The question of the Statute of Frauds, the right of Mrs. Murray to forfeit this lease for nonpayment of rent and several other questions are discussed by counsel in their briefs in this case. ' We are satisfied, however, that the trial court decided this case largely, if not wholly on the question of plaintiff’s abandonment of the premises and the right of Mrs. Murray under the circumstances to re-enter and lease the land to another. We have not set out all the evidence bearing on this question and it would serve no useful purpose to do so. There was evidence both ways and we are satisfied with the finding of the trial court on this question of fact, inasmuch as the trial court heard the evidence, saw the witnesses who testified and possessed those advantages which are always accorded to a trial court in hearing and weighing evidence.

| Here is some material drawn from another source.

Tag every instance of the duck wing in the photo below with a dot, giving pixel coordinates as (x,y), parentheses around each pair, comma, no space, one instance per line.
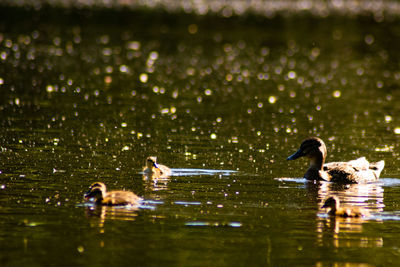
(115,198)
(358,164)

The question of abandonment of leased premises by a tenant so as to afford the landlord the right of re-entry is largely a question of fact. In Churchill v. Lammars, 60 Mo. App. 244, 248, the court said: ‘ ‘ The rule of law is said to be now settled that any acts, which are equivalent to an agreement on the part of the tenant to abandon, and on the part of the landlord to resume possession of the demised premises, amounts to a surrender by operation of law.” [Talbot v. Whipple, 14 Allen 177.] A surrender may be inferred from the circumstances and conduct of the parties evincing that they both agree to consider a surrender as made.
In Crawley v. Mullins, 48 Mo. 517, 519, the court, in speaking of the case of Schuisler v. Ames, 16 Ala. 73, said: “In the last case it does not appear that the rent could not have been collected, and the court held that the landlord was not bound to let his premises lie idle and unoccupied, as it might he more injurious to him than to enter and lose the rent.”
In 24 Cyc. 1372, the law is stated thus: “An abandonment of the premises by the tenant and an acceptance of the surrender by a resumption of possession by the landlord constitute a surrender by operation of law. . . . There is an abandonment of the premises where there is such a relinquishment as justifies an immediate resumption of possession by the landlord.”
At page 1392, of the same work, it is said: “After surrender of the lease the landlord may enter without notice. The question of whether a lease has been abandoned so as to confer a right of re-entry is one of fact to be determined from the acts and intentions of the parties.” [See also 18 Ency. Law (2 Ed.), 313, 354.]
There is an absence of any forfeiture clause in this lease for nonpayment of rent and we agree with appellant that, in the absence of such forfeiture provision, nonpayment of rent does not generally give a right of forfeiture and re-entry. [24 Cyc. 1349, 1392; 18 Ency. Law (2 Ed.), 369; Tarlotting v. Bokern, 95 Mo. 541, 544, 8 S. W. 547.]
If this was a suit to evict the tenant for nonpayment of rent that defense would be available to him; but, as shown by Crawley v. Mullins, supra, the absence of a forfeiture provision is not material on the question of abandonment.